The city was founded by Phoenician traders in the 8th century bc. Between the 8th and the 7th centuries BC, the Greeks colonized Sicily. They called the city Panormos. It later became a Carthaginian settlement until its capture by the Romans in 254 bc. Generally the city has been occupied by several conquers as Arabs, Normans, Greeks, Jews and Spanish.

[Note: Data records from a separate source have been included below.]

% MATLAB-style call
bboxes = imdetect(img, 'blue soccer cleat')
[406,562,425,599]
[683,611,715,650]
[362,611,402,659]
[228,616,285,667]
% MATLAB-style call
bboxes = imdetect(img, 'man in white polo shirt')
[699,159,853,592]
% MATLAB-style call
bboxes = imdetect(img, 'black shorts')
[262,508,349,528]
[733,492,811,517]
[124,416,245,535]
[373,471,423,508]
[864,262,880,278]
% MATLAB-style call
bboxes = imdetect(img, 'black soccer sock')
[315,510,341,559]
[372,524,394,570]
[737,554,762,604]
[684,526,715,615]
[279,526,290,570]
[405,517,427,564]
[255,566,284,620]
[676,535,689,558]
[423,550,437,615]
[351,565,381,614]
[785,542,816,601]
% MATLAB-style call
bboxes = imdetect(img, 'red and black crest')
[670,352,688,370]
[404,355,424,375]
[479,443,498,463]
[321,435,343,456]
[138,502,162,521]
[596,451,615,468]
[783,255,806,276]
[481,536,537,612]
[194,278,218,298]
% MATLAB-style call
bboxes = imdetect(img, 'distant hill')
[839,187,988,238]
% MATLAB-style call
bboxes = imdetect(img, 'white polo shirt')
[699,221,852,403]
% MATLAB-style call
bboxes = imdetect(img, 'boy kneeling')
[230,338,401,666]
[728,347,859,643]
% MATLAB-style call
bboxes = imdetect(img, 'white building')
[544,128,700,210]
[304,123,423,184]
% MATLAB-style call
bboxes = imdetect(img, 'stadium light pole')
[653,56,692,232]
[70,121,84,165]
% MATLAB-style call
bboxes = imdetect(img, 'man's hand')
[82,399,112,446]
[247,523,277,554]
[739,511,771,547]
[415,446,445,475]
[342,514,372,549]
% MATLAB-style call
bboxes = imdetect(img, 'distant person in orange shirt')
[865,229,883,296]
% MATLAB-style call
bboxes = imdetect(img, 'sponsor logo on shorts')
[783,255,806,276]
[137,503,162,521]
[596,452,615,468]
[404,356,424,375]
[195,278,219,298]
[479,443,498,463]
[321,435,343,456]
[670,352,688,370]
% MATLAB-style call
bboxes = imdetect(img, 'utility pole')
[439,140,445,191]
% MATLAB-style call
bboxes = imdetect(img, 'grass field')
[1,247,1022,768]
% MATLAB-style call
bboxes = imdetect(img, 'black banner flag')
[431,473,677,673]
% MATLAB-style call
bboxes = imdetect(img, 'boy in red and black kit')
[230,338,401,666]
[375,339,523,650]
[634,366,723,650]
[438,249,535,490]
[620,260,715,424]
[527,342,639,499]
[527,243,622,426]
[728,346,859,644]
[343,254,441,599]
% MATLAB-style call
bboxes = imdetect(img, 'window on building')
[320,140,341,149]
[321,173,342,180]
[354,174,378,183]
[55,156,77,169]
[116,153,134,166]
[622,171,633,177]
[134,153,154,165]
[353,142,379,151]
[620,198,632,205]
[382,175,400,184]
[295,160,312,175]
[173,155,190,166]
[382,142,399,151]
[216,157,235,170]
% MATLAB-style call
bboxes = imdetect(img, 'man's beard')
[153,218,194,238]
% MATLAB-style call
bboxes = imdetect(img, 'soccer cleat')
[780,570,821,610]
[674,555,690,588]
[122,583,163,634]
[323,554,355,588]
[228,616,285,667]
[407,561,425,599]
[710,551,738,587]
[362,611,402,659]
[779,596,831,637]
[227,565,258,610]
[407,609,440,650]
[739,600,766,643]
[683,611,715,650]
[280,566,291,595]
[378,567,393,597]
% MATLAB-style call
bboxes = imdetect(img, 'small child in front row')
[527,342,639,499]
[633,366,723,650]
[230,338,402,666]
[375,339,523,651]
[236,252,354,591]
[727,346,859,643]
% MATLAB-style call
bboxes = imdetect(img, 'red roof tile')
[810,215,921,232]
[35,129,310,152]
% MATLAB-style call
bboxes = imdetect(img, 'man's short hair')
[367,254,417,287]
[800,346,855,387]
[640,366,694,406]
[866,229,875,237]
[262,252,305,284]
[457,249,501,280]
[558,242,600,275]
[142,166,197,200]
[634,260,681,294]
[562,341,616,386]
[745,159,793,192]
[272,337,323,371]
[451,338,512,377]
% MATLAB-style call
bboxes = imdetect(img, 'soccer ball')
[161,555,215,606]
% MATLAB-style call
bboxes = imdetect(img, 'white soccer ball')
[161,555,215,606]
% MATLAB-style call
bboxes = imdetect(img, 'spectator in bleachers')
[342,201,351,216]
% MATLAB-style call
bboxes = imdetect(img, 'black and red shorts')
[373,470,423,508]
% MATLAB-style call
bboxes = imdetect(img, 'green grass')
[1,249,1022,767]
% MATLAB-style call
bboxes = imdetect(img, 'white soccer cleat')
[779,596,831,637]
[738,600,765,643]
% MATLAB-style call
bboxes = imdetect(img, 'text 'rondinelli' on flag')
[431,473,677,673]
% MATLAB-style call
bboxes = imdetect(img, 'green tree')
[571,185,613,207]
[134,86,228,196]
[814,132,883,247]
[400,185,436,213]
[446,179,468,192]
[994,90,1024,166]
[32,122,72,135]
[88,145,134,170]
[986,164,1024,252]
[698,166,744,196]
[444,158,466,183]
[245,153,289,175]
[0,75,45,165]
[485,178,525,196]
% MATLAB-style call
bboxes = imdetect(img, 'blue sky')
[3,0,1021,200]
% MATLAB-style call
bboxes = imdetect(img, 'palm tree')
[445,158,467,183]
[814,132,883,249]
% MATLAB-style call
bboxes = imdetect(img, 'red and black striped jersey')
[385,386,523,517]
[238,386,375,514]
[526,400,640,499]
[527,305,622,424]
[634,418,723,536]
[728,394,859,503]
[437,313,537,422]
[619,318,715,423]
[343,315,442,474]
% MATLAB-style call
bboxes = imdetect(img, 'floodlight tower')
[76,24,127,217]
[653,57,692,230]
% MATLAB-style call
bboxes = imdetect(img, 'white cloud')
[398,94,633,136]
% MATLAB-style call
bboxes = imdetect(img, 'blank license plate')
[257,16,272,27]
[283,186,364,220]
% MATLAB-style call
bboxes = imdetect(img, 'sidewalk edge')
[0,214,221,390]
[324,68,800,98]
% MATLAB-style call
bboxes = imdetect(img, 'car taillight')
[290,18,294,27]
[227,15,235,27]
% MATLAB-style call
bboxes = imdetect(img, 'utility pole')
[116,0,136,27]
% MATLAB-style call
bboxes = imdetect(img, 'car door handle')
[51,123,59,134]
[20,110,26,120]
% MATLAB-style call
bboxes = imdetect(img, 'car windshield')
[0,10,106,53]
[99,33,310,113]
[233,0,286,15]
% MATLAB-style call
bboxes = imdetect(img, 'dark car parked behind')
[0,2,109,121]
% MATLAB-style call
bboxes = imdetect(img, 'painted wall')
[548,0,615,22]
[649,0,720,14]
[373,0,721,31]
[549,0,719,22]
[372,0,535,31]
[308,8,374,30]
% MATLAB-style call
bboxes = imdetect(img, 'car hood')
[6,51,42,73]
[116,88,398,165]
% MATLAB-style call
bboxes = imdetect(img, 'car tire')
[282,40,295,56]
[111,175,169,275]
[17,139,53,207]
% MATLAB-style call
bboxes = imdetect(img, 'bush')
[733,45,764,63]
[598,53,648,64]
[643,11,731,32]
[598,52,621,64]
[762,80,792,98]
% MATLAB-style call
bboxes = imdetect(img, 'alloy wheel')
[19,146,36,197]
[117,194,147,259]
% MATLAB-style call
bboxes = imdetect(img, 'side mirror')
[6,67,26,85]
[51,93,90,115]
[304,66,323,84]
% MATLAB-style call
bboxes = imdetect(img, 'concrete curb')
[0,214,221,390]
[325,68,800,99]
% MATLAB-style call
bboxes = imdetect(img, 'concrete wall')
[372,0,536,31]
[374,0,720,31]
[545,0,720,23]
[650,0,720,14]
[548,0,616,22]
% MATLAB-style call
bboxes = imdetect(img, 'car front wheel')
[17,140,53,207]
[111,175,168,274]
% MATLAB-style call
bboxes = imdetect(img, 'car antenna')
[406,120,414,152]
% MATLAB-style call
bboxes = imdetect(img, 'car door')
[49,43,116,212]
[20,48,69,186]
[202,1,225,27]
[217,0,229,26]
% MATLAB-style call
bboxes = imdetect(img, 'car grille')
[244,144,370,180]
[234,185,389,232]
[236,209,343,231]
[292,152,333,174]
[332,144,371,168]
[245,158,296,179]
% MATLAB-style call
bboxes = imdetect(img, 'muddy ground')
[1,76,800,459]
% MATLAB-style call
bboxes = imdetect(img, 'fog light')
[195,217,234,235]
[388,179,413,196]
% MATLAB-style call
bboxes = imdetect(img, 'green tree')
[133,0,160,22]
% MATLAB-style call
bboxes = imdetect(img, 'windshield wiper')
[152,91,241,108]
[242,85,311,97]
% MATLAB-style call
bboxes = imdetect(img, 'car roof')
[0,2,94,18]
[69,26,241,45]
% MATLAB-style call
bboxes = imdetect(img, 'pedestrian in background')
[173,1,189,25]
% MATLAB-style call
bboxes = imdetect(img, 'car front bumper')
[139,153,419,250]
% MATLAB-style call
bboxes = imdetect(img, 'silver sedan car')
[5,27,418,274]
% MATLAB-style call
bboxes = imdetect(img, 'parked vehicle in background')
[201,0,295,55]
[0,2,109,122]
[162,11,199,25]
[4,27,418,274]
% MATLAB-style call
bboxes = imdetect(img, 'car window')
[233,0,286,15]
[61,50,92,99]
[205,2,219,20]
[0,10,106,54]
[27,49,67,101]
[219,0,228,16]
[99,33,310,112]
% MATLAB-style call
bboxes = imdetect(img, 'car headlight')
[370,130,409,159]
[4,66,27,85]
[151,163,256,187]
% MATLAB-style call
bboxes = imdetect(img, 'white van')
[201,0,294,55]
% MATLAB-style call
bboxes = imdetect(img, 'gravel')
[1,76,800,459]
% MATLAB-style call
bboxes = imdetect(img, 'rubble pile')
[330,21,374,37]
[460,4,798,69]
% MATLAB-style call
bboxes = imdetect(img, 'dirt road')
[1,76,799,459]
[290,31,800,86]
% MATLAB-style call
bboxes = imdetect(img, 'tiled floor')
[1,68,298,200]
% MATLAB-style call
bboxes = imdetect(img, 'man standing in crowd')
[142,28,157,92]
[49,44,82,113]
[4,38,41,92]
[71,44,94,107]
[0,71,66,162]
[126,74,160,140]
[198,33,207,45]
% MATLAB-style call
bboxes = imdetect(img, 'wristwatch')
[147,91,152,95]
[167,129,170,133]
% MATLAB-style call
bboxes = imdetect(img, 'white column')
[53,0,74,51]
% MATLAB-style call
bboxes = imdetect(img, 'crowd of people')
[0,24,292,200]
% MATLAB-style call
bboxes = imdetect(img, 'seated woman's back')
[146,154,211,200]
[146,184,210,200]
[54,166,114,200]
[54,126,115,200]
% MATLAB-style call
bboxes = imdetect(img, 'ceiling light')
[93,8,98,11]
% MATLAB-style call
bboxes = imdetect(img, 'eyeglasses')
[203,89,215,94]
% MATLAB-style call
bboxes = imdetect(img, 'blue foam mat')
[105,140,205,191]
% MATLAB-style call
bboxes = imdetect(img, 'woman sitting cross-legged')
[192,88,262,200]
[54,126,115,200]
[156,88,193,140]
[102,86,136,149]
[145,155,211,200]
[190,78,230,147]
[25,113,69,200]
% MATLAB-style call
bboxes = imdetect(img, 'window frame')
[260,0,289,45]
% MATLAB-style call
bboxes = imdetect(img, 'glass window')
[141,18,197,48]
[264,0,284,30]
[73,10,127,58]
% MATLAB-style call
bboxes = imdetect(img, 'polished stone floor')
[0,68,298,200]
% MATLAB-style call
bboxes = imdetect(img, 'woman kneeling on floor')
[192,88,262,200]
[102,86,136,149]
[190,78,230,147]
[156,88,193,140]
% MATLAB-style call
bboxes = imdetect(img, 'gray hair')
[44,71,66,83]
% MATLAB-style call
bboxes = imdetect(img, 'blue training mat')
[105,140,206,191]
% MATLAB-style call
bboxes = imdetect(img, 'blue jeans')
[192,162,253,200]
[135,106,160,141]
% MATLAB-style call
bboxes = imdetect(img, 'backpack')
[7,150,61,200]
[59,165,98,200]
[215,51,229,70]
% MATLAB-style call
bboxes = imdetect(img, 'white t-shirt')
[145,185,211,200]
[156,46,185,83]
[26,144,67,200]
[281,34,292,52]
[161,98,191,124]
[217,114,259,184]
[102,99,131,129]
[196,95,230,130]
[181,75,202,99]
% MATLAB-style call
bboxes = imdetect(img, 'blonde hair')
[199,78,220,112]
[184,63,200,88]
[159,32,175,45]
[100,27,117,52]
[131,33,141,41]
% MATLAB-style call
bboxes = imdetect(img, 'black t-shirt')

Palermo has some notable buildings from the Norman and succeeding periods. The Arab-Norman architecture is seen in the Royal Palace and the Palatine Chapel. The chapel’s vaulted wooden roof is carved and painted in Arab style, while the cupola and upper walls are covered with mosaics executed by Greek workmen from Constantinople. Palermo’s cathedral was founded in 1185 and contains additions from the 14th, 15th, and subsequent centuries. It houses the tombs of Roger II and the Holy Roman emperors Henry VI and Frederick II. From the same period date the Norman-Byzantine churches of San Cataldo and Santo Giovanni degli Eremiti, which are topped by small red cupolas. Several country palaces around the city, such as the Cuba and the Zisa, date from the Norman period, while the Sclafani and Chiaramonte palaces were built in the 14th century. Palermo’s Regional Archaeological Museum has one of Italy’s richest collections of ancient Etruscan and Greek art objects.
Today, Palermo is a city still struggling to recover from the devastation of the Second World War and the damage caused by decades of uncontrolled urban growth. Situated on one of the most beautiful promontories of the Mediterranean, Palermo is an important trading and business centre and the seat of a university frequented by many students from Islamic countries, as the city’s relationship with the Muslim world never ceased.
Palermo has a really important commercial and tourist port that links the city with the mainland and it is also used by the cruise ships as terminal and destination port. Who visits the city will be impressed by the strong folklore style that it still keeps.